Thursday, July 21, 2011

The Aesthetic Imperative of Death, pt. 2


All organic life must inevitably
die. The death drive,however,
introduces a certain ambiguity into this inevitability, transforming a biological necessity into a modality of wish fulfillment, an aesthetic possibility. Death, then, exists as a pathos, not a thing in itself that makes itself apparent to us, but as a promise - a promise of inanimate sufficiency, of intact near-nothingness - the object of all our striving. The death drive obliges us, its inclination to arrest life, to freeze it in a slow and gelid rest. Here, in this effort to contain the colors and inconsistencies of animate living in a sedated stasis,
a deathly aesthetic begins to take shape.


The death-drive seeks out the pleasurable quasi-nothingness from which primordial life emerged and to which it must, in death return.

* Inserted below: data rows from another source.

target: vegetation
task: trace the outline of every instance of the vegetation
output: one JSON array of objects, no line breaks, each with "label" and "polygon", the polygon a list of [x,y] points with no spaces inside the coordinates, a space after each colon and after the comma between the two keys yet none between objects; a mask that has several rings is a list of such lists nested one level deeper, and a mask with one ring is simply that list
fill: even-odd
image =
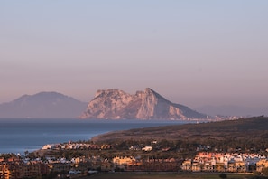
[{"label": "vegetation", "polygon": [[[251,179],[253,176],[248,174],[228,174],[227,178],[230,179]],[[91,178],[85,177],[83,179]],[[94,175],[95,179],[219,179],[218,174],[124,174],[124,173],[116,173],[116,174],[99,174]]]},{"label": "vegetation", "polygon": [[[151,145],[152,140],[171,150],[195,151],[209,146],[219,152],[265,152],[268,148],[268,118],[255,117],[237,120],[201,124],[174,125],[115,132],[93,138],[96,143],[116,144],[117,150],[130,146]],[[223,145],[224,144],[224,145]]]}]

The aesthetic of the drive, then, is one that lies on either side of the animate; it is an aesthetic in which life creates a characteristic chasm.

All the same, the death drive is a preservational drive. It can only preserve what it knows - life. If the death drive wishes to carry on, it must be satisfied with life at its bare minimum, an extreme sleepiness that only insinuates death. In its block of ice, the heart must still beat ever so slightly.

The aesthetic of death, then, is one in which in that moment of ghostly stillness so desired, there remains a trace of the entropy of animate life. It is a grainy photograph that suspends living matter in time and space yet forces us to consider its ever-vibrating particles. It is the visible bullet wound in a taxidermied animal, mounted in a glass case forever caught in in flight or on the hunt, yet bearing the sign of its mortality - its authenticity.